Darpa has been experiencing public challenges such as SubT since 2004. They are designed to recruit talent from outside the military R&D world and jump-start innovations on complex challenges — predicting the spread of infectious diseases, say, or launch satellites on. brief notice. Mu the first case of Darpa, Humvee named Sandstorm walked alone 7.4 miles[7.4 km]in the Mojave Desert before turning around and sticking out. In the following year, five teams completed a total of 132-mile courses. Yesterday’s self-driving Humvee is tomorrow’s taxi without a driver.
The SubT Challenge, which began in 2018 and will end in the Mega Cavern, is forcing robots and professionals to overcome the barriers that exist underground – poor visibility, bad connections, hidden forms. It is made up of physical and imaginary competition. In the final race, the robots will traverse claustrophobic levels, climb stairs, and struggle through mud and fog – or even mockery – as they explore a path in the Mega Cavern to find “mannequins” (e.g., humans) and more. “art.” In the virtual competition, simulation robots will do all the same within the Mega Cavern training computers. At risk is $ 5 million in prize money.
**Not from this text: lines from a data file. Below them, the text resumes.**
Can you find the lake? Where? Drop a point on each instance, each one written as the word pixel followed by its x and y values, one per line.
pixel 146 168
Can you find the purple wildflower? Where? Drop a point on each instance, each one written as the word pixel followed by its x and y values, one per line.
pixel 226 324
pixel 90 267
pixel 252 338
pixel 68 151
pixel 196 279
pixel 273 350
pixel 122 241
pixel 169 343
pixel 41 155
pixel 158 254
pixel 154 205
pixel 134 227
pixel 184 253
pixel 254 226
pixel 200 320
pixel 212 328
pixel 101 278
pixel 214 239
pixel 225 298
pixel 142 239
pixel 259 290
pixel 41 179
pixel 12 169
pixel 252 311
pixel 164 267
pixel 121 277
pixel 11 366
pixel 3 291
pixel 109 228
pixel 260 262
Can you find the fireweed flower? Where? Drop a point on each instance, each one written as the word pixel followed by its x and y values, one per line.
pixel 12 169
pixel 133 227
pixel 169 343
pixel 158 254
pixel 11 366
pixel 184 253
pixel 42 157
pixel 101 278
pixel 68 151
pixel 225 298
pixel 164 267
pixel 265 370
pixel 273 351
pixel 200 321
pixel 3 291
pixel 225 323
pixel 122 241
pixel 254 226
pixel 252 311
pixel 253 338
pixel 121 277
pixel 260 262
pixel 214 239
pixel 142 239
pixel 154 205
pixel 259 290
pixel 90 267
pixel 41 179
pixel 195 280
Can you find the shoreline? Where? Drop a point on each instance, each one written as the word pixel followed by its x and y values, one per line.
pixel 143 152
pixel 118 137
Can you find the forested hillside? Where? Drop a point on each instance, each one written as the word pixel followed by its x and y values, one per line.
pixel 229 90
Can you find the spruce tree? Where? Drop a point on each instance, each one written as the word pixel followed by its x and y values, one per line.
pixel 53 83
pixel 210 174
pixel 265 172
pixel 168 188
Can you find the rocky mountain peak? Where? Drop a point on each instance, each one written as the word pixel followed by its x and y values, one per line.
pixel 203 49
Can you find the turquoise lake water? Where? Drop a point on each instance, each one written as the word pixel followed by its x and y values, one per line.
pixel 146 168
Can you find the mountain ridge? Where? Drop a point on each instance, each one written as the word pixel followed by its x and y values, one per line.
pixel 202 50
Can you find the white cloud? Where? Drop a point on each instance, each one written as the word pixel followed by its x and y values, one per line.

The point of real competition is that anyone with enough intelligence and a computer user, for example, a quiet boy in jeans who tells his fellow football parents, when asked, that he “does robotics things” – can make a significant contribution to this research. . Knoedler (pronounced “nayd-ler”) does well in these competitions. Darpa SubT Challenge program manager Timothy Chung calls him a “top programmer,” “very intelligent and orderly and helpful.” But when the code has to interact with the real world, things get complicated. Knoedler jokingly stated that “you can solve 90 percent of the problem compared to the other 90 percent of robots.”